Agenda — Responsible AI and Safety¶
Deploying LLMs without safety measures is like deploying a web server without authentication. Your model will face adversarial inputs the moment it's public — from users probing its limits, from automated bots, and from genuinely harmful use cases. This session builds the practical skills to detect, prevent, and respond to these failure modes.
Learning objectives¶
By the end of this session you will be able to:
- Identify and defend against jailbreaks and prompt injection attacks
- Implement input/output guardrails using moderation APIs and custom classifiers
- Apply content filtering at multiple pipeline stages
- Audit your system for demographic bias and fairness issues
Schedule¶
| Time | Topic | File |
|---|---|---|
| 0:00 – 0:35 | Jailbreaks and prompt injection | 01-jailbreaks-and-prompt-injection |
| 0:35 – 1:10 | Guardrails — input validation and output checks | 02-guardrails |
| 1:10 – 1:40 | Content filtering APIs and custom classifiers | 03-content-filtering |
| 1:40 – 2:20 | Bias, fairness, and demographic auditing | 04-bias-and-fairness |
| 2:20 – 3:00 | Practice exercises | 05-practice-exercises |
Setup¶
import os
from openai import OpenAI
from anthropic import Anthropic
client = OpenAI(api_key=os.getenv("OPENAI_API_KEY"))

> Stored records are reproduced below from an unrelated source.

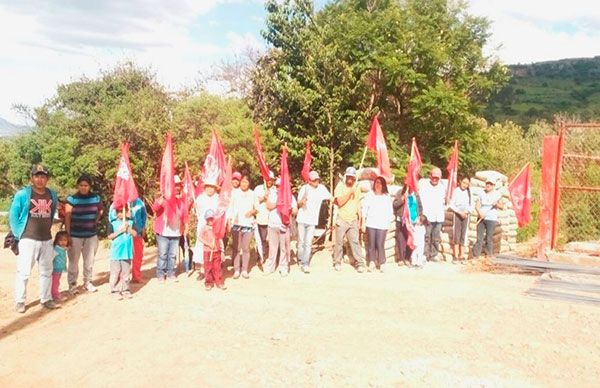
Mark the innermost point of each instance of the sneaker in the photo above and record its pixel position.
(49, 304)
(89, 287)
(20, 308)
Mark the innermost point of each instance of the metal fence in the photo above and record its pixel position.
(579, 182)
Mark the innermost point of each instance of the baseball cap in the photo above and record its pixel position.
(436, 173)
(39, 169)
(350, 171)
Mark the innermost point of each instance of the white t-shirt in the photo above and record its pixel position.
(203, 203)
(377, 210)
(241, 203)
(274, 217)
(432, 199)
(309, 213)
(262, 215)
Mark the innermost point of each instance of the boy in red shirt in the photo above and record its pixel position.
(212, 253)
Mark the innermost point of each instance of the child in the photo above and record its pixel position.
(121, 253)
(418, 255)
(212, 253)
(59, 264)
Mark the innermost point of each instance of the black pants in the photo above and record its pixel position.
(403, 252)
(487, 228)
(376, 245)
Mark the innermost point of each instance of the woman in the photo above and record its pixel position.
(242, 219)
(83, 211)
(378, 213)
(403, 252)
(460, 204)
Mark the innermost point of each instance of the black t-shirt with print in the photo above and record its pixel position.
(40, 220)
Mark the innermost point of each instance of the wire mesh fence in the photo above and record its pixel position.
(580, 183)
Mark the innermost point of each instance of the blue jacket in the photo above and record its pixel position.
(139, 215)
(19, 210)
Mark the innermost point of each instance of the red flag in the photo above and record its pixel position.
(125, 190)
(307, 163)
(167, 179)
(284, 191)
(215, 164)
(264, 169)
(376, 142)
(220, 223)
(414, 168)
(452, 172)
(520, 195)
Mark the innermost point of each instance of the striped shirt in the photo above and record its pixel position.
(84, 214)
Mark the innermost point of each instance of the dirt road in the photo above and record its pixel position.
(443, 326)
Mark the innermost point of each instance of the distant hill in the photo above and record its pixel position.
(8, 129)
(540, 90)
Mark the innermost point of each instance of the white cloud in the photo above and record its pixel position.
(530, 31)
(48, 43)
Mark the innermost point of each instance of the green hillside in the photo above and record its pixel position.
(541, 90)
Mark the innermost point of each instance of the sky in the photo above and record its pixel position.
(47, 43)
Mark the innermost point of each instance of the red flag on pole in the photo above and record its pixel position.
(264, 169)
(307, 163)
(284, 191)
(520, 195)
(452, 172)
(414, 168)
(167, 179)
(215, 164)
(220, 222)
(376, 142)
(125, 190)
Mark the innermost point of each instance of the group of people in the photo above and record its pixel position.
(251, 214)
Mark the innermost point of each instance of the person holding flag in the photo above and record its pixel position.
(347, 196)
(488, 203)
(461, 206)
(311, 197)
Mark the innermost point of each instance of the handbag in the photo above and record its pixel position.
(11, 242)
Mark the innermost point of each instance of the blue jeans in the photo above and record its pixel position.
(305, 236)
(167, 251)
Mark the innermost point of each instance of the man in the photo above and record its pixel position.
(433, 197)
(139, 217)
(82, 216)
(262, 193)
(279, 236)
(168, 233)
(347, 199)
(311, 196)
(31, 213)
(487, 205)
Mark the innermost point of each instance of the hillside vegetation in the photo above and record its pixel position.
(541, 90)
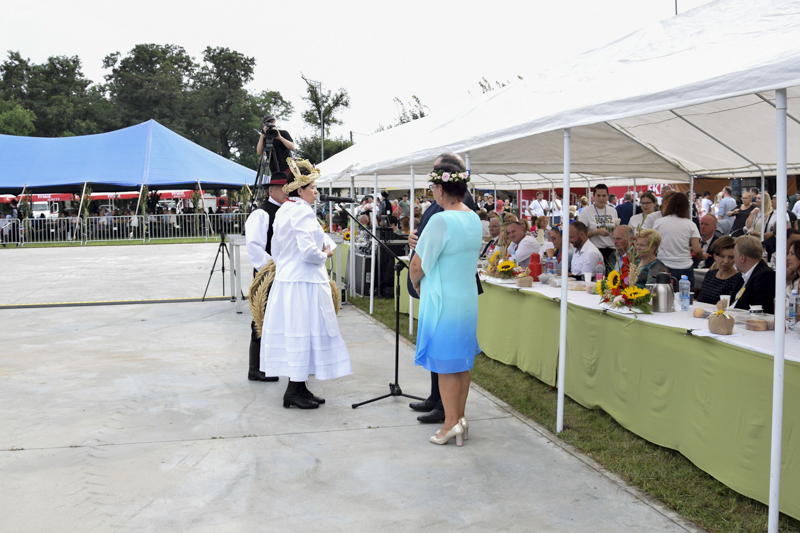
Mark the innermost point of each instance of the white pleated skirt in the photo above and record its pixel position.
(301, 335)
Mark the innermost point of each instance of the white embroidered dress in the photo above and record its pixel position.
(301, 335)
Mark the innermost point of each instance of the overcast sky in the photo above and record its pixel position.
(436, 50)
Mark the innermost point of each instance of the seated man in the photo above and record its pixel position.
(586, 255)
(553, 248)
(757, 286)
(522, 245)
(494, 235)
(708, 234)
(623, 238)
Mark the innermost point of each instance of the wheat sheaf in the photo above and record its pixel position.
(259, 292)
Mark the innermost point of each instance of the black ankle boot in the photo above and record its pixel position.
(310, 395)
(294, 395)
(254, 374)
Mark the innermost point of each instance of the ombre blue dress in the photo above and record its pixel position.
(449, 247)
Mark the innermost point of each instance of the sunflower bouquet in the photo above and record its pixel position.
(618, 292)
(501, 266)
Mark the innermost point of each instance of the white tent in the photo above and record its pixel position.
(692, 95)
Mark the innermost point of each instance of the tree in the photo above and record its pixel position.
(153, 82)
(324, 104)
(415, 110)
(63, 101)
(15, 119)
(309, 147)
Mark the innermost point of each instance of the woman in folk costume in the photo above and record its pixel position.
(300, 334)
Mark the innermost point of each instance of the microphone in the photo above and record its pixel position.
(337, 199)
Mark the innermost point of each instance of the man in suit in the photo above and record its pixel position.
(757, 286)
(708, 234)
(433, 406)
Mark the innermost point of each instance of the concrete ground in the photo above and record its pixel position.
(140, 417)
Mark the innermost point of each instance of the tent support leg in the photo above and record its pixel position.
(780, 318)
(562, 331)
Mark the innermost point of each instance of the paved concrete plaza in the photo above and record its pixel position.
(140, 417)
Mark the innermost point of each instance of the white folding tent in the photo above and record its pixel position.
(694, 95)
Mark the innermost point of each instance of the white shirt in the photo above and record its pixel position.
(255, 231)
(527, 246)
(536, 208)
(676, 233)
(651, 219)
(604, 218)
(297, 243)
(706, 203)
(586, 259)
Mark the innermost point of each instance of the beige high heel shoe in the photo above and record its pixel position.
(456, 431)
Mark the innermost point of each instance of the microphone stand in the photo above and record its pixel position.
(394, 388)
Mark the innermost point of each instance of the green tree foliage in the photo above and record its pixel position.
(309, 147)
(323, 104)
(58, 94)
(153, 82)
(15, 119)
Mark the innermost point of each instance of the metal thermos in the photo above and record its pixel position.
(663, 300)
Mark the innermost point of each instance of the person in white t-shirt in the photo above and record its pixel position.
(522, 244)
(706, 204)
(679, 238)
(539, 207)
(600, 220)
(555, 209)
(586, 255)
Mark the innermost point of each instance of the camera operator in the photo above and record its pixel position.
(282, 145)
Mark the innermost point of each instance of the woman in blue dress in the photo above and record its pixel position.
(443, 273)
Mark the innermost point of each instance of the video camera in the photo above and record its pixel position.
(272, 131)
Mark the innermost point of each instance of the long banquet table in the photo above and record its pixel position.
(708, 398)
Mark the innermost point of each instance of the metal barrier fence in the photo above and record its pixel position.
(50, 230)
(228, 223)
(9, 231)
(183, 226)
(109, 228)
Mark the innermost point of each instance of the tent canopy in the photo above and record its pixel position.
(716, 66)
(147, 153)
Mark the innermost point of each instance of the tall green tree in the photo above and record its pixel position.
(153, 81)
(325, 104)
(15, 119)
(62, 99)
(229, 114)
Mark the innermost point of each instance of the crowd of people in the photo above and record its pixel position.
(676, 234)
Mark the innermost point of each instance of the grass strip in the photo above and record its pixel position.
(659, 472)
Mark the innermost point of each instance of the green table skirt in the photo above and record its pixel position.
(707, 399)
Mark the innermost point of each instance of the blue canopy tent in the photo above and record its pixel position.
(147, 153)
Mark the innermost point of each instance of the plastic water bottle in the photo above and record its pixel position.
(684, 287)
(599, 271)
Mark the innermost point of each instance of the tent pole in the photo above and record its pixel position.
(562, 331)
(374, 246)
(411, 230)
(780, 318)
(352, 250)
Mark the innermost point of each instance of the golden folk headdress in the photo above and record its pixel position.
(300, 179)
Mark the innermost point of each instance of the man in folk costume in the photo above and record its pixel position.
(258, 232)
(300, 334)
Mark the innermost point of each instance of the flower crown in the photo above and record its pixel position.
(440, 176)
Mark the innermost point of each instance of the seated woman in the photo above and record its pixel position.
(647, 243)
(723, 276)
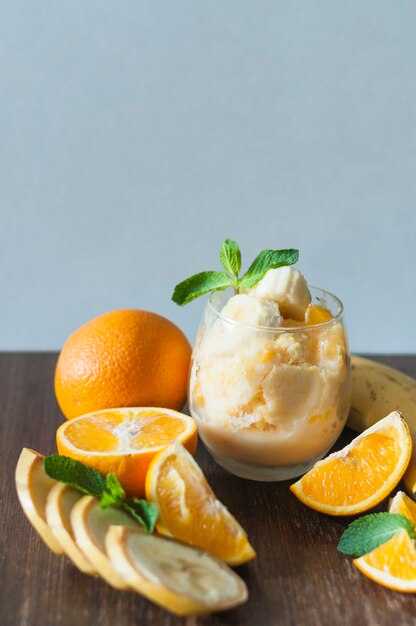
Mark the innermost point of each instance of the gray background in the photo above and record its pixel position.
(135, 136)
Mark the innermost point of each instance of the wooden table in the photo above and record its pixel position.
(298, 578)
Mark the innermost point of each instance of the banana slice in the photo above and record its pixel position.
(33, 486)
(90, 524)
(182, 579)
(288, 288)
(61, 500)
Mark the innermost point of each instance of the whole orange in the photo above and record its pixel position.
(123, 358)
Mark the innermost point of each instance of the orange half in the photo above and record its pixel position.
(189, 510)
(392, 564)
(360, 475)
(124, 441)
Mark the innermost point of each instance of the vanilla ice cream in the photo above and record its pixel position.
(266, 388)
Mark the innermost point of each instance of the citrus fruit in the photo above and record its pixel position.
(124, 441)
(123, 358)
(189, 510)
(90, 524)
(179, 578)
(402, 504)
(360, 475)
(33, 486)
(392, 564)
(60, 502)
(316, 314)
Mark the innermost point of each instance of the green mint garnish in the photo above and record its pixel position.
(370, 531)
(108, 490)
(75, 474)
(199, 284)
(230, 257)
(265, 261)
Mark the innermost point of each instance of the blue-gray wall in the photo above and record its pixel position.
(135, 136)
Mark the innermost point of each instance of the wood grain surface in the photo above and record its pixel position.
(297, 579)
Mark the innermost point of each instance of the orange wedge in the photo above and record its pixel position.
(189, 510)
(402, 504)
(124, 441)
(360, 475)
(392, 564)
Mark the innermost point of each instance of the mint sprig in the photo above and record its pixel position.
(370, 531)
(230, 257)
(108, 490)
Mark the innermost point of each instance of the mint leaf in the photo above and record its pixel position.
(114, 487)
(109, 491)
(267, 260)
(370, 531)
(146, 513)
(75, 474)
(199, 284)
(230, 256)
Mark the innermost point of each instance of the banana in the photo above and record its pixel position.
(178, 577)
(376, 391)
(33, 487)
(288, 288)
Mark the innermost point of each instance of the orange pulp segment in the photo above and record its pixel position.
(316, 314)
(189, 510)
(402, 504)
(392, 564)
(125, 440)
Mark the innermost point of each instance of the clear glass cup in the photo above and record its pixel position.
(270, 402)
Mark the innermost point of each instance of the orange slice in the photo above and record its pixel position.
(124, 441)
(392, 564)
(401, 503)
(189, 510)
(360, 475)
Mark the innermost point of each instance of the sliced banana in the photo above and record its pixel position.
(178, 577)
(61, 500)
(90, 524)
(288, 288)
(33, 486)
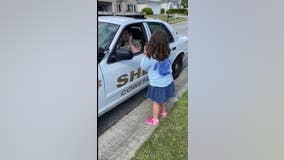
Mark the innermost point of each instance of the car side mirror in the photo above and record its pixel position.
(120, 54)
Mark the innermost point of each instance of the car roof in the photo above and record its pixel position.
(123, 20)
(116, 19)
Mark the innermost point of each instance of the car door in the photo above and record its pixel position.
(123, 78)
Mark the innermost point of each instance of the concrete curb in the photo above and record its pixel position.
(123, 139)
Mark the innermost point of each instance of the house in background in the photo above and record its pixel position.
(157, 5)
(117, 6)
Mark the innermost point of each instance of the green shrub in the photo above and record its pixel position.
(147, 11)
(177, 11)
(162, 10)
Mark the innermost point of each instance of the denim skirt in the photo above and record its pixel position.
(161, 94)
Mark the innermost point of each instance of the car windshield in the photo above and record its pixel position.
(106, 33)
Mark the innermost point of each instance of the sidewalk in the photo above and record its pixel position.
(122, 140)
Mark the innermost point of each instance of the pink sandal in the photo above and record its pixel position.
(150, 121)
(163, 114)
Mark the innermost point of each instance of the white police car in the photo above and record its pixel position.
(119, 72)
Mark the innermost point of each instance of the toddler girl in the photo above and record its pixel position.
(156, 62)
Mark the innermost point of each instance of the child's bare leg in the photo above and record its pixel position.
(156, 110)
(164, 107)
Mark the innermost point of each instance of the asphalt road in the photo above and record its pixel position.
(110, 118)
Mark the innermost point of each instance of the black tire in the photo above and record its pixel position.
(177, 67)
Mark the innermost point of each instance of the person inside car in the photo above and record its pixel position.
(127, 41)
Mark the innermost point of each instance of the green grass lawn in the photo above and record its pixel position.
(163, 17)
(169, 141)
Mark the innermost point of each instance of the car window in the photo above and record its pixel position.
(154, 26)
(106, 33)
(139, 39)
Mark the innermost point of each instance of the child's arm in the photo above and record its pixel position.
(146, 63)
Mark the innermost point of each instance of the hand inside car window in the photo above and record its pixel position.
(126, 40)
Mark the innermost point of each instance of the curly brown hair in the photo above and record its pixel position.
(158, 46)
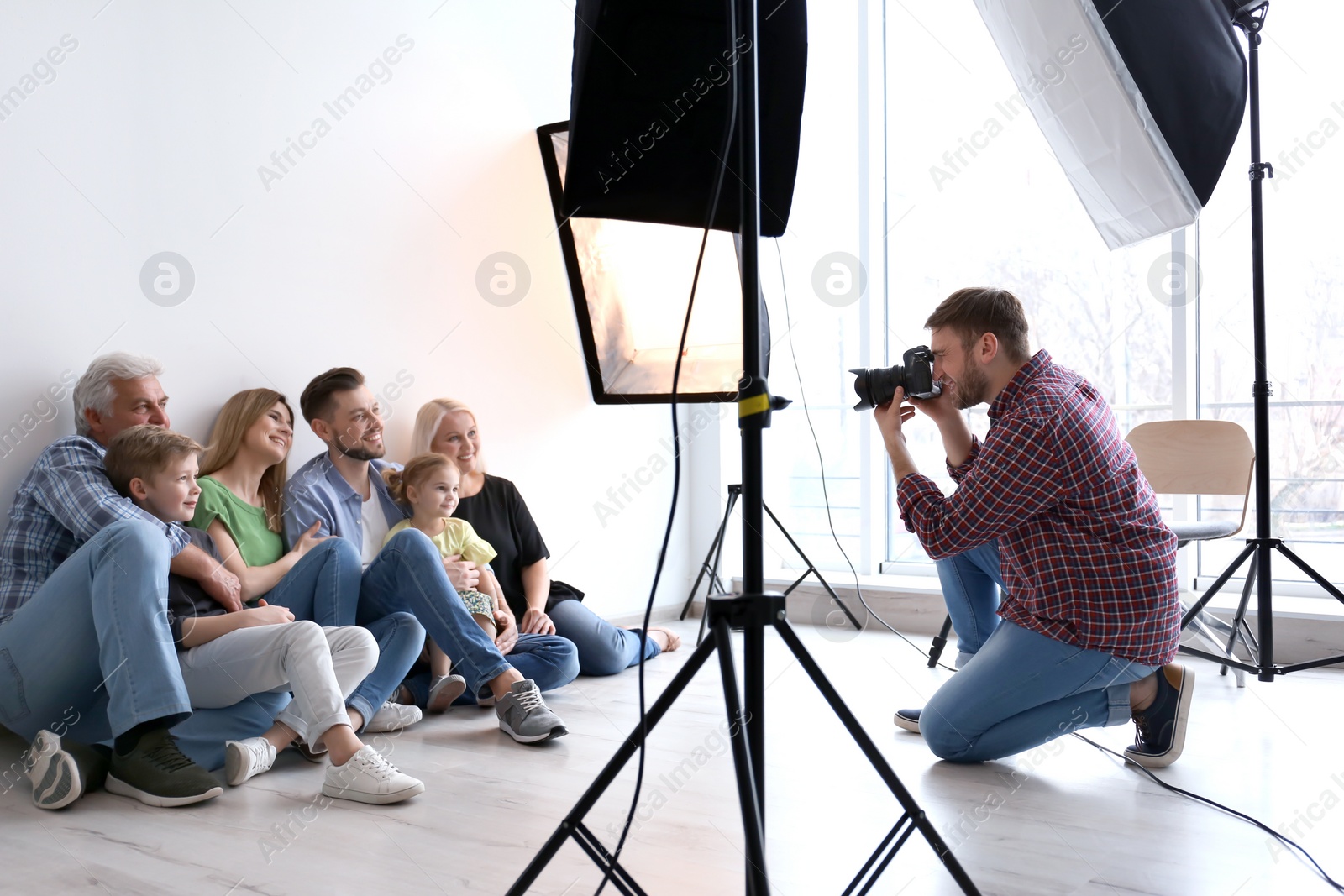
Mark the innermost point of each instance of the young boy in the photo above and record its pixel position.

anthropic = Anthropic(api_key=os.getenv("ANTHROPIC_API_KEY"))
Why responsible AI is not optional
In the EU, the AI Act classifies LLMs deployed in high-risk domains (employment, credit, healthcare) under strict requirements for bias auditing, documentation, and human oversight. In the US, executive orders require federal agencies to assess AI risks. Beyond regulation: a single high-profile safety failure can end a product faster than a bad review.